Page 1 of 1
UTF-8 To Unicode
Posted: 18 May 2012 01:53
by mauro012345
Hi!
Is there a similar snippet, like that one:
http://www.dostips.com/?t=Snippets.AnsiToUnicodeto translate a file from UTF-8 to Unicode txt format?
I have to do that with thousands of files, so I need a command to call from a script
thanks!
Re: UTF-8 To Unicode
Posted: 18 May 2012 09:06
by aGerman
Batch has a horrible Unicode support and it doesn't support UTF-8. If you need to convert those character encodings you could try VBScript.
See
http://www.robvanderwoude.com/vbstech_files_utf8.phpPM me if you need help with it.
Regards
aGerman
Re: UTF-8 To Unicode
Posted: 18 May 2012 14:27
by Liviu
Save the following to a batch file.
Code: Select all
@echo off
setlocal disabledelayedexpansion
:: save original codepage
for /f "tokens=2 delims=:" %%a in ('chcp') do @set /a "cp=%%~a"
:: write utf-16le BOM
chcp 1252 >nul
rem replace with 'cmd /a /c (set ..' if called at 'cmd /u' prompt
(set /p =ÿþ) <nul >%2 2>nul
chcp %cp% >nul
:: convert utf-8 to utf-16le
rem all on one line since batch parsing fails while active codepage is utf-8
chcp 65001 >nul & cmd /u /c type %1 >>%2 & chcp %cp% >nul
Call it with the source UTF-8 encoded file as the 1st argument, and the destination filename as the 2nd argument to be saved as UTF-16LE (including the leading BOM). It was tested to work under my xp.sp3, note however that this is just a minimal snippet with no error checking.
Liviu
Re: UTF-8 To Unicode
Posted: 18 May 2012 16:39
by aGerman
I wasn't aware that TYPE would return a usable output. Great, Liviu!
Regards
aGerman
Re: UTF-8 To Unicode
Posted: 18 May 2012 19:04
by Squashman
I tried just the original code and it seemed to do ok when I told my file viewing software to display the output file using UTF-16LE but there were a few unreadable characters at the beginning.
Re: UTF-8 To Unicode
Posted: 18 May 2012 20:00
by Liviu
aGerman wrote:I wasn't aware that TYPE would return a usable output.

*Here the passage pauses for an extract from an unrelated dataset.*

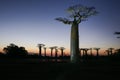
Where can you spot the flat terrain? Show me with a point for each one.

TYPE is indeed surprisingly well behaved for a builtin command
Using combinations of chcp, the half-baked 65001 codepage support, and 'cmd /u' one can use TYPE to convert text files between codepages, or 8-bit and Unicode encodings.
Squashman wrote:...but there were a few unreadable characters at the beginning.
Maybe your input file had a UTF-8 BOM (neither required nor recommended), which TYPE doesn't like. Or maybe your viewer did not skip over the UTF-16LE BOM (both required and recommended). Or maybe you just had some characters in the test file that the viewer font does not cover.
Liviu
Re: UTF-8 To Unicode
Posted: 18 May 2012 21:19
by Squashman
I was just testing with plain old american english. Just 3 sentences. I used notepad to save it as UTF-8 and then ran the code. I was going to post a screen shot but didn't have time earlier.
Re: UTF-8 To Unicode
Posted: 19 May 2012 09:25
by Liviu
Squashman wrote:I used notepad to save it as UTF-8
Notepad does indeed write a BOM to the UTF-8 file. When redirecting the output to a file, "type" converts the UTF-8 BOM to a UTF-16LE BOM. Since the original code forces a UTF-16LE BOM itself, the end result would be a UTF-16LE file mistakenly starting with two BOM sequences (0xFF 0xFE 0xFF 0xFE).
If you remove the ":: write utf-16le BOM" section from the original code, the conversion will work for UTF-8 files with an embedded BOM.
Liviu
Re: UTF-8 To Unicode
Posted: 21 May 2012 03:39
by mauro012345
Let's try this!